AWS S3 (Simple Storage Service) is a global object storage platform that can be used to store and retrieve any amount of data.
S3
- S3 is object-based: key-value pair.
- Key: the name of an object
- Value: data, sequence of bytes
- Version ID: used for versioning
- Metadata: properties about the data
S3 Buckets
- Bucket names must be globally unique.
- S3 is a universal namespace: S3 names must be unique globally.
- 3 ~ 63 characters in length
- No uppercase or underscore; must start with a lowercase or number; can’t be formatted as an IP address
- Default 100 buckets per account, hard 1,000 bucket-limit via support request
- Unlimited objects and unlimited total capacity in buckets
- Each object’s size is 0 ~ 5TB
- Even though S3 is a global service, you need to select a specific region for a bucket.
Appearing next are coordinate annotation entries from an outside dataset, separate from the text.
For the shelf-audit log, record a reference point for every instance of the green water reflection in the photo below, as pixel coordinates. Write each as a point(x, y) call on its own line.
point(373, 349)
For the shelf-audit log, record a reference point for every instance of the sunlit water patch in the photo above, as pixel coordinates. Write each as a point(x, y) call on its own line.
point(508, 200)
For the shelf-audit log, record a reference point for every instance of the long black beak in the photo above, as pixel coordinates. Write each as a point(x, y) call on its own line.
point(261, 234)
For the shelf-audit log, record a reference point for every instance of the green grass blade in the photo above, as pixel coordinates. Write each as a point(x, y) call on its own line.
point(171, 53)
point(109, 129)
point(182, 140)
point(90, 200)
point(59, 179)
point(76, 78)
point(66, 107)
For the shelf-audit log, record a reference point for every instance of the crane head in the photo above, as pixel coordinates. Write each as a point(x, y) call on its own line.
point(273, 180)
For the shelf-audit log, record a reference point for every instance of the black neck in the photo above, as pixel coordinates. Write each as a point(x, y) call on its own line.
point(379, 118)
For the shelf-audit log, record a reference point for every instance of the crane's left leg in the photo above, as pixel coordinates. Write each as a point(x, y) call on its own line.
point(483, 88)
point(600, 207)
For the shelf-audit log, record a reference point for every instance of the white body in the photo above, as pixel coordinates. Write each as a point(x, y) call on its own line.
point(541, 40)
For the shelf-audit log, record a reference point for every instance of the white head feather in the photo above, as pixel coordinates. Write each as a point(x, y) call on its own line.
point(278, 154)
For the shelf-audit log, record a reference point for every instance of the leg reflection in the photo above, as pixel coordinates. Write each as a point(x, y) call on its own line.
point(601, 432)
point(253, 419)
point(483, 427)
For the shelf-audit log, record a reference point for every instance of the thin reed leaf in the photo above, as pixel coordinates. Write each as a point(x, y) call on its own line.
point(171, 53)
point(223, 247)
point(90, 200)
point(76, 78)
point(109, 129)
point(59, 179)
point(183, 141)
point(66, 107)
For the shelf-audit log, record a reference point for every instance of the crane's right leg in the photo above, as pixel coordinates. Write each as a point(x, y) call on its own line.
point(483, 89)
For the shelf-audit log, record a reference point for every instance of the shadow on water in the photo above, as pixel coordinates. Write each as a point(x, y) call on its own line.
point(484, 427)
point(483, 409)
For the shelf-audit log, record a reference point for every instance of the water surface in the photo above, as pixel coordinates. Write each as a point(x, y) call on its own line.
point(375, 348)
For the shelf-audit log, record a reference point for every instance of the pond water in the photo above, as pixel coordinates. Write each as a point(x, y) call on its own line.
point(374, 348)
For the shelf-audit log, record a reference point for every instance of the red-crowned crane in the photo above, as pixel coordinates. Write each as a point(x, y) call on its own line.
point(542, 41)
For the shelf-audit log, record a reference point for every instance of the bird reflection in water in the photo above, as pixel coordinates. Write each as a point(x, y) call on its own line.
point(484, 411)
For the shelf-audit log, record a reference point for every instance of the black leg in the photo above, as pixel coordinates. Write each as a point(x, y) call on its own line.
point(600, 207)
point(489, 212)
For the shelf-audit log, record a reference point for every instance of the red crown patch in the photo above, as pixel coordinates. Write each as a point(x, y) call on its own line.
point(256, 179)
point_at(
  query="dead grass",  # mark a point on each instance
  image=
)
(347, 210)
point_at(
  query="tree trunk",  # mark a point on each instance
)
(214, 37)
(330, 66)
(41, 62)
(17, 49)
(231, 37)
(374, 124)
- Objects are physically in the specified region but can be accessed globally
- Object URL format: https://.s3.amazonaws.com/
Uploading Objects to S3
- Uploading an object: can be done using S3 Console, CLI, or SDKs
- Single PUT upload: ~ 5GB,
- might cause the performance issue when the file is big
- if upload fails, the whole upload fails
- Multipart upload: Each part – 5MB ~ 5GB, up to 10,000 parts.
- Faster (parallel upload) and an individual upload can fail and be retried.
- Recommended over 100MB, required for bigger than 5GB.
- HTTP 200 response if the upload was successful
Data Consistency
- Read after Write Consistency: for PUTs of new objects
- You can read the file right after creating one
- Eventual Consistency: for overwrite PUTs and DELETEs
- If you update or delete an existing file, it takes some time to propagate. You might access the old version.